Understanding the role of System A amino acid transporters in preimplantation embryo development (#301)

Boon Siang Nicholas Tan 1 , Peter D Rathjen 2 , David K Gardner 1 , Joy Rathjen 2
  1. University of Melbourne, Parkville, Vic, Australia
  2. Menzies Research Institute Tasmania , University of Tasmania, Hobart, TAS, Australia

Amino acids are critical for the development of the preimplantation mouse embryo to the blastocyst stage. Regulatory roles of amino acids beyond the blastocyst stage, and specifically in pluripotent lineage progression, are not well understood. Here, the expression of SNAT1 (Slc38a1) and SNAT2 (Slc38a2) transporters was determined in mouse embryos between the 2-cell stage and early post-implantation. Both transporters showed dynamic expression patterns. SNAT1 was preferentially expressed on outer cells of the compacted morula that are fated to form trophectoderm (TE). SNAT1 was also detected in all cells of the E3.5 to E5.5 embryo. The preferential expression of SNAT1 in the outer cells of the morula may indicate a requirement for amino acids in TE formation.

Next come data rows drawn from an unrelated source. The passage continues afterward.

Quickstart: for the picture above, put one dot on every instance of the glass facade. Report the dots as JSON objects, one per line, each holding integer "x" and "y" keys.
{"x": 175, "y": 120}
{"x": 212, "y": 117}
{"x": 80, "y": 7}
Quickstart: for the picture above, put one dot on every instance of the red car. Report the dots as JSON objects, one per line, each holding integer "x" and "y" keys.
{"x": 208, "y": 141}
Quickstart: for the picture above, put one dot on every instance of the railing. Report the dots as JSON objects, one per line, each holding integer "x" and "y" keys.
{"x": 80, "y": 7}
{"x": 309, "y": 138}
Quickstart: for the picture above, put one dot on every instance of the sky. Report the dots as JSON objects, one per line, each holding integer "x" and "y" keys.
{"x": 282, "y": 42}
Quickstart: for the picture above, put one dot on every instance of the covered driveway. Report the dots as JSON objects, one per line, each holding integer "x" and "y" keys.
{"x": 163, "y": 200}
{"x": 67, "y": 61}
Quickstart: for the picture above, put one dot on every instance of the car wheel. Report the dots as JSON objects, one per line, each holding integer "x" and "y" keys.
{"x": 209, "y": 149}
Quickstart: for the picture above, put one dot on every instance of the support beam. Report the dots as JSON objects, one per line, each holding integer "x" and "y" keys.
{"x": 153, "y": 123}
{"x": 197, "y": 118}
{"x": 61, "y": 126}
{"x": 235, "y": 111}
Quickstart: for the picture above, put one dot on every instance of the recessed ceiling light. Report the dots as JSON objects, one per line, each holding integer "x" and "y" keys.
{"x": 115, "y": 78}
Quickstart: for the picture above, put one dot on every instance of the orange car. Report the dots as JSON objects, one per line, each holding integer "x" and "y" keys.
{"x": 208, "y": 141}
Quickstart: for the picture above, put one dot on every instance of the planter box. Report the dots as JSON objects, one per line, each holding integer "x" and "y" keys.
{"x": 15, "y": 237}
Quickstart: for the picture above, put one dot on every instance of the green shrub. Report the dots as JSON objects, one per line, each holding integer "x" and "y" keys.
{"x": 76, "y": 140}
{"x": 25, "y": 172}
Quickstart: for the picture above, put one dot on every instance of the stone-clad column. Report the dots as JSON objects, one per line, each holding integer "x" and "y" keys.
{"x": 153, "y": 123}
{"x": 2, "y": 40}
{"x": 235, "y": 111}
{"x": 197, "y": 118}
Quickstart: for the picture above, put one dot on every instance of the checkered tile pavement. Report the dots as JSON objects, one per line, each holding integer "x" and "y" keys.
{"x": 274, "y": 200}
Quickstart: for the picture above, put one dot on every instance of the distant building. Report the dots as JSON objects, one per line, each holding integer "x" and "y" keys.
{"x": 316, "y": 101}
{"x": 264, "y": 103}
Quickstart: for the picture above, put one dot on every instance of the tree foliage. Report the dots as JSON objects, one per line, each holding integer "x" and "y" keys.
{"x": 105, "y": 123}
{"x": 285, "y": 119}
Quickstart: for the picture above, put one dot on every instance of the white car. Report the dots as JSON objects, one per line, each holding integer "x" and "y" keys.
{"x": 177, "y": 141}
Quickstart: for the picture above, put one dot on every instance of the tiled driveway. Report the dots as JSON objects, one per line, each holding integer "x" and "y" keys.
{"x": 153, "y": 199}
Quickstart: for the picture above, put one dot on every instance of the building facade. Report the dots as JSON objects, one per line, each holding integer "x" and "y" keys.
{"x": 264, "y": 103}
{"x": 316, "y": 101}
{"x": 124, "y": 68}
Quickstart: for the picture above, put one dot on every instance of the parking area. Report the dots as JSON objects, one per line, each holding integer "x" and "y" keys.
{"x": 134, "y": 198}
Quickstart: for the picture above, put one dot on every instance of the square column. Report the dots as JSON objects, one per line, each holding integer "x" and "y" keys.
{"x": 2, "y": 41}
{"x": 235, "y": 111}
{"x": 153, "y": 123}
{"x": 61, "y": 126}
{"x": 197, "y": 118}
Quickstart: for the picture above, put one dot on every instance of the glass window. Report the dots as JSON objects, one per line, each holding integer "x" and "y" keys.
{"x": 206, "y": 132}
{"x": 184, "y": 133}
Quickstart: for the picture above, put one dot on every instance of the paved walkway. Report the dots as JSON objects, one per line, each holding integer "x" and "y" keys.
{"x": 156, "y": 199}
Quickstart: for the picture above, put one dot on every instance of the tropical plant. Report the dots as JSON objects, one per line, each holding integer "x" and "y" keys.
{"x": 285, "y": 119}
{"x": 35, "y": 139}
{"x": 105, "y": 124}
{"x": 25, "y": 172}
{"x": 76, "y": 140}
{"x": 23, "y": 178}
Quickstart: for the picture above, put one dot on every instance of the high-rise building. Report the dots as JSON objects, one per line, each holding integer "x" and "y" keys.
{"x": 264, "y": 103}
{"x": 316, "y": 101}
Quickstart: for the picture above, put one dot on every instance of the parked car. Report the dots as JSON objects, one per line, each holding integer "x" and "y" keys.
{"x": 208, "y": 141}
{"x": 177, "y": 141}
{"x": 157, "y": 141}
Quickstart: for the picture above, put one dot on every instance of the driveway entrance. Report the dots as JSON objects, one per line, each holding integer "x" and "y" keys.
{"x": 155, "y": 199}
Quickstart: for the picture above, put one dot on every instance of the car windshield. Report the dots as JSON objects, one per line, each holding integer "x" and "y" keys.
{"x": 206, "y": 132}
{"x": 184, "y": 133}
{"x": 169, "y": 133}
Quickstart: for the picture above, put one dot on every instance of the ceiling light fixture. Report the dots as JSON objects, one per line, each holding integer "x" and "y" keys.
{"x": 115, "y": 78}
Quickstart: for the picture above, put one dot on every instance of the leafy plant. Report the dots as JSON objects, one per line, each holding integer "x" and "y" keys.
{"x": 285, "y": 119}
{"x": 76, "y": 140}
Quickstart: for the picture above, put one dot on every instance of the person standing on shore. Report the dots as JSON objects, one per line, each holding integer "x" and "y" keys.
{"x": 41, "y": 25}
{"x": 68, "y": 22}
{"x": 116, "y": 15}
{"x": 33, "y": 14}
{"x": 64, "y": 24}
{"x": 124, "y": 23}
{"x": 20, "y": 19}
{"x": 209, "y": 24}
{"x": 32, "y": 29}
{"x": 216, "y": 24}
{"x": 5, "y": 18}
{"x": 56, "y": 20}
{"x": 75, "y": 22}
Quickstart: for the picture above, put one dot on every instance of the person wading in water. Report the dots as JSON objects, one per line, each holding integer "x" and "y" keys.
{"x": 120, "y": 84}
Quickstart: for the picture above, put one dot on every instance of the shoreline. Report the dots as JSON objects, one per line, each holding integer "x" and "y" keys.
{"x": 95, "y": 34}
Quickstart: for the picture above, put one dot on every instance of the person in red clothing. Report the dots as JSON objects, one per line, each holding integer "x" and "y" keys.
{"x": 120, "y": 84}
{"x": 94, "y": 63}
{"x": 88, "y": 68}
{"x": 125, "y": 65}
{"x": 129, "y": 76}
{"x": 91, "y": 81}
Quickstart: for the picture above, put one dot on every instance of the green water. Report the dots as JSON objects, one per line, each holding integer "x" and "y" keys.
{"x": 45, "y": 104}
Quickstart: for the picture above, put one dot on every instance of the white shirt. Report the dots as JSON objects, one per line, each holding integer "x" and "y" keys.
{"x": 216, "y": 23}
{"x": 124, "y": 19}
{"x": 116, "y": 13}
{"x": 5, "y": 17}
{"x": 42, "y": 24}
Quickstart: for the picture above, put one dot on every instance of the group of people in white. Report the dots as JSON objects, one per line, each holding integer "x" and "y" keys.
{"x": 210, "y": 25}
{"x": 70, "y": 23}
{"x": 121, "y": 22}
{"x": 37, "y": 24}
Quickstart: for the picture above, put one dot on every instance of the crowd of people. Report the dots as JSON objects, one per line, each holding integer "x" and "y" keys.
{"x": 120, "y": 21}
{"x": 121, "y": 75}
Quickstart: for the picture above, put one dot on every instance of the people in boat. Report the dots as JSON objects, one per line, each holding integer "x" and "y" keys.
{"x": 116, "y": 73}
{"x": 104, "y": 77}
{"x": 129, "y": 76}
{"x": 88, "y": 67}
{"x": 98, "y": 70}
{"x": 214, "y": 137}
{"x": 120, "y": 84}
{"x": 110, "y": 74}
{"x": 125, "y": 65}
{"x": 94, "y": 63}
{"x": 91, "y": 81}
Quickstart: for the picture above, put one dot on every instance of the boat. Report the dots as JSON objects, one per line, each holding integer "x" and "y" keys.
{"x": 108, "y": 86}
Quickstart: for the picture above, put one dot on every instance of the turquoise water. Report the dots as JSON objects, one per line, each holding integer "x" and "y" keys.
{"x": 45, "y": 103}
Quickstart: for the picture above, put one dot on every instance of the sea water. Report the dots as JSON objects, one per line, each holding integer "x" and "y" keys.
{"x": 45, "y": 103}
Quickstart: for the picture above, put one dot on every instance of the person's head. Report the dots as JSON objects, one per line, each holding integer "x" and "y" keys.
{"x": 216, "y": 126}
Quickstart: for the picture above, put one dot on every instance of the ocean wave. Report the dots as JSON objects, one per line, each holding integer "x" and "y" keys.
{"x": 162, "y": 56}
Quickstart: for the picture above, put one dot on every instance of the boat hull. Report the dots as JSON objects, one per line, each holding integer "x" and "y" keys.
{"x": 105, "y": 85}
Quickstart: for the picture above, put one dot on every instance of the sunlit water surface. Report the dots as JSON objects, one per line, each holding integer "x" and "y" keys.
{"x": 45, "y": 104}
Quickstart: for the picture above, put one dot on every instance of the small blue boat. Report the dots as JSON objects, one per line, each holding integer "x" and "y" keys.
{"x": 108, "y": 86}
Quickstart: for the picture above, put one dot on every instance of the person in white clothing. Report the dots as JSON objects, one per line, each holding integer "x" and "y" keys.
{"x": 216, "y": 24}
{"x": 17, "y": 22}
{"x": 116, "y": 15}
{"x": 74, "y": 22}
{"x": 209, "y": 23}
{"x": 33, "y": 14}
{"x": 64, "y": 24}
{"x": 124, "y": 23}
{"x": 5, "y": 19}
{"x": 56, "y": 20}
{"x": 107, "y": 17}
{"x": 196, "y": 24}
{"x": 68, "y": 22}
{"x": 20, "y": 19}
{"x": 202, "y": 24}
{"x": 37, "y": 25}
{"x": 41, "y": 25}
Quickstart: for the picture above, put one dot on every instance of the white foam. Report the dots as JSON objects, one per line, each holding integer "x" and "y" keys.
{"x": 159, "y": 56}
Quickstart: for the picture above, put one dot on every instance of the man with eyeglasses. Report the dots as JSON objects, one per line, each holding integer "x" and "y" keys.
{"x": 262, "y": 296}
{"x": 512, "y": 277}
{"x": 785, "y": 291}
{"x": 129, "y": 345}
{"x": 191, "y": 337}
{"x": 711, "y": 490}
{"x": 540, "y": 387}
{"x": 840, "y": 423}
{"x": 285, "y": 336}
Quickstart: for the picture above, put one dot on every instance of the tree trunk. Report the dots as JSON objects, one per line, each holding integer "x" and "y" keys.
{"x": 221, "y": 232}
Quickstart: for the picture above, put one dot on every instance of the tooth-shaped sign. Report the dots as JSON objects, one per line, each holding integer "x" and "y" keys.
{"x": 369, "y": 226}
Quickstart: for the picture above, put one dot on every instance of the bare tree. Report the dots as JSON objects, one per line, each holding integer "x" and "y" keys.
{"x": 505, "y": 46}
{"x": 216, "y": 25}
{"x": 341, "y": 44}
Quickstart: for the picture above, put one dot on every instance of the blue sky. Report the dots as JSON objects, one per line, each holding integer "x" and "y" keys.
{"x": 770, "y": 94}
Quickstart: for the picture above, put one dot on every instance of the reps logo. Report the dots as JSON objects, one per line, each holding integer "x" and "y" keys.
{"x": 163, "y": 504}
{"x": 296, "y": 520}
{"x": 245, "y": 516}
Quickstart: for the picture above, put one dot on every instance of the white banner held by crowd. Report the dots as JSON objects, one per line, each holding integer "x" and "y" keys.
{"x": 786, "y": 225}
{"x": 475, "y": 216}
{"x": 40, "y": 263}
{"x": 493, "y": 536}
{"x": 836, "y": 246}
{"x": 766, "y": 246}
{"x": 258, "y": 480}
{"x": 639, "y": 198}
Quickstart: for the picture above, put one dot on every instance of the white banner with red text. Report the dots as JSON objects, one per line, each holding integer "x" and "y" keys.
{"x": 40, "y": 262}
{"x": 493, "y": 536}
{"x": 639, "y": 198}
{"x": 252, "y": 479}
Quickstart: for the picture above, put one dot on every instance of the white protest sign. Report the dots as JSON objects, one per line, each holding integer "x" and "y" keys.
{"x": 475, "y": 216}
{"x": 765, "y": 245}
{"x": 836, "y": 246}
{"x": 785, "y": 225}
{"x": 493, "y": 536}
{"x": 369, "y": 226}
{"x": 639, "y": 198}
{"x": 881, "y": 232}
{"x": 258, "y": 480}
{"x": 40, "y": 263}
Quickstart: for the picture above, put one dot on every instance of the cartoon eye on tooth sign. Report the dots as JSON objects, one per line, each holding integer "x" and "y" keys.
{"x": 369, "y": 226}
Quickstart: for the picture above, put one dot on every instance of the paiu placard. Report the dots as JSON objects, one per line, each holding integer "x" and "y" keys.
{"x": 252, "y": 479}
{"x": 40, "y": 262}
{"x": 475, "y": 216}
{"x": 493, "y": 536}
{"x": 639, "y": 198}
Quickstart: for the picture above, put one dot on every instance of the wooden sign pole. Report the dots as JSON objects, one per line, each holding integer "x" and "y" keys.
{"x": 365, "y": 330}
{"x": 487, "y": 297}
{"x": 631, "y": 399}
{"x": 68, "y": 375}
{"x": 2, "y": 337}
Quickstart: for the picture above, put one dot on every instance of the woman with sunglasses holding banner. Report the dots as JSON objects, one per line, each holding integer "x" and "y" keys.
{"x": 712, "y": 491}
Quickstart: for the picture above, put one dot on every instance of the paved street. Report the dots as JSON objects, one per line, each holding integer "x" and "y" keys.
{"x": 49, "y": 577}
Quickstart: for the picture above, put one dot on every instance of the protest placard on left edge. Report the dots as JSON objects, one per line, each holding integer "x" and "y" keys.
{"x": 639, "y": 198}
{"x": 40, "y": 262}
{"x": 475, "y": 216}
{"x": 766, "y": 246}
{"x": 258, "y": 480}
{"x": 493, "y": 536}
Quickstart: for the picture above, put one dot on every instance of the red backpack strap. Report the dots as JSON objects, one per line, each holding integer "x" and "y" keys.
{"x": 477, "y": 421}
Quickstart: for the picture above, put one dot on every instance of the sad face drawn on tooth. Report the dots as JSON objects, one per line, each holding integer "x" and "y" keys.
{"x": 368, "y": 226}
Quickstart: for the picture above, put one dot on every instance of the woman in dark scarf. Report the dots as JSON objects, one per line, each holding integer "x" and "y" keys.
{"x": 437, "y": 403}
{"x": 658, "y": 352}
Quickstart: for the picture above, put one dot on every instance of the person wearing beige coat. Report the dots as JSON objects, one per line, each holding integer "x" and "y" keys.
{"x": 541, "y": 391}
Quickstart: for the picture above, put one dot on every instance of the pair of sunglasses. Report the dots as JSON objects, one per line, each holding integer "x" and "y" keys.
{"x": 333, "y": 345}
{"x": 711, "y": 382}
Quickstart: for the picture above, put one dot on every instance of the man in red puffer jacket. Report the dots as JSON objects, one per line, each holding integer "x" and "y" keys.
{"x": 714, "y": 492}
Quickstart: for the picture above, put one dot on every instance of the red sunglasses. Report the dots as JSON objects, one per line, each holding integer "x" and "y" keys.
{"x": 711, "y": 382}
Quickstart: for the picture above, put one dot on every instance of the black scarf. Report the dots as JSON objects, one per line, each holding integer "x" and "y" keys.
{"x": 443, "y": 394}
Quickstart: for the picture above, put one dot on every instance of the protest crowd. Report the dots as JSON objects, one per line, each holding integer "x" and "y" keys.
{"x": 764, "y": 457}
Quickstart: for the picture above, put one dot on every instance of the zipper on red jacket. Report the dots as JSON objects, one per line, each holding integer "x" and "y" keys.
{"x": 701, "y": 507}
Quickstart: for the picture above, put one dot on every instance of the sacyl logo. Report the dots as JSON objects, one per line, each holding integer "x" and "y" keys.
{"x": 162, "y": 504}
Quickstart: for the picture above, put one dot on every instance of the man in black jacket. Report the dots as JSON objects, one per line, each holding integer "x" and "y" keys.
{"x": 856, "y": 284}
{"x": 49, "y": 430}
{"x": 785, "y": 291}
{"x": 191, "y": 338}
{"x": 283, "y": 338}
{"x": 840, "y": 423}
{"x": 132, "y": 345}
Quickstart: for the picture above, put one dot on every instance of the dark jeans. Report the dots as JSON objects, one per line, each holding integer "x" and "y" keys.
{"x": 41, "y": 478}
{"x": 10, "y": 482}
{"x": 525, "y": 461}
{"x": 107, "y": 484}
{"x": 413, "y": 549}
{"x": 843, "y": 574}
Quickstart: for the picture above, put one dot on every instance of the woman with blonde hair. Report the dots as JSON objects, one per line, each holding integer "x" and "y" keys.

SNAT2 was detected in the TE, and specifically seen in the nucleus of TE and placenta cells. Nuclear localisation of SNAT2 suggests a novel and as yet uncharacterized role in cell regulation. SNAT2 expression was also detected in the pluripotent lineage, with up regulation of expression in the epiblast prior to primitive ectoderm formation. The pluripotent cells of the early and late epiblast of the blastocyst can be recapitulated in culture with naïve and primed ES cells, respectively. Compared to primed cells, naïve cells showed a reduction in Slc38a2 expression, suggesting that Slc38a2 is regulated at this point of pluripotent cell development. Changes in transporter expression likely reflect different amino acid needs at different stages of development, and the diverse localization of the transporters studied suggests that the role of these proteins extends beyond the supplementation of nutrients from the environment. Understanding the role of amino acids in the development of embryonic cell populations will significantly contribute to the optimisation of media and protocols used in regenerative medicine and assisted reproductive techniques.